Yes – fintech is about extraordinary innovation and endeavour – but it’s really about the democratisation of financial services.  The potential to enhance prosperity for the unbanked.

It is perhaps unsurprising therefore that in the emerging and developing economies of the MENA region, there are so many fintech services and solutions that are specifically geared towards financial inclusion. African companies like M-Pesa have been doing this for years by providing financial services (deposits, sending money, paying bills) through basic mobile phone handsets. It’s worth noting that of the 17 sustainable development goals (SDG’s), seven pertain to financial inclusion. And, right across the continent, high-performing start-ups are specifically delivering on the issue of financial inclusion.

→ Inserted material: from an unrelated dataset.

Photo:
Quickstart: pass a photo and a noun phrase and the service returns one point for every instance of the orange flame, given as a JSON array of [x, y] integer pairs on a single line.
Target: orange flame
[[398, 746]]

Fintech start-ups making a splash include Farmdrive, which is headquartered in Kenya. It provides an alternative credit risk assessment model, enabling financial institutions with agriculturally relevant and data-driven models to assess risk and develop loans that fit the needs of smallholder farmers. Also in Kenya is Branch. It provides a new way to access credit over a smartphone. The loan amount is delivered directly to their mobile money account. On the west coast in Nigeria are Yoco – mobile POS for merchants – and Lidya, which is an online lending platform providing capital to alternative lenders against their loan book receivables.

The African fintech start-up scene has also become increasingly sophisticated, providing platforms for traders and investors, FX trading and digital insurance. Here are a few examples:

  • Pineapple, a digital insurer, aims to decrease costs, cap profits and deter fraud to create more value from an insurance policy than the traditional model
  • Akiba allows you to track your savings goal, keep focused and get rewards for saving
  • Franc is South Africa’s cheapest way to invest. It allows stokvel members (a South African investment society) to invest in money market and exchange-traded funds (ETFs) for free
  • Prospa is a savings platform for South Africans earning between R2 000 and R8 000 a month
  • Nisa Finance is an invoice financing platform that enables financiers to issue invoice-backed loans to small businesses quickly and affordably
  • InvoiceWorx is an inventory financing platform that gives small retailers access to lines of credit from suppliers

And, Africa’s fintech scene is becoming enriched by innovations from further afield. In 2018, the African investment company Helios Investment Partners (a self-proclaimed ‘dragon’) bought a 76% stake in the MENA mobile payment platform Tpay from its original backers, A15. The leading MENA tech investor said the sale returned, “…a multiple of the value of the entire A15 fund.”

What is remarkable about the fintech ecosystem in Africa is how grassroots it is. You might want to call it impact investment – but it’s the entrepreneurs themselves overcoming challenges: creating tools, investing their own capital (intellectual and fiscal) and building impactful fintech platforms that are specific to their communities. Some are simple, others less so – but the common thread is African innovators creating African solutions to African challenges. That’s exactly how it should be. It’s exciting – but it’s also an economic imperative.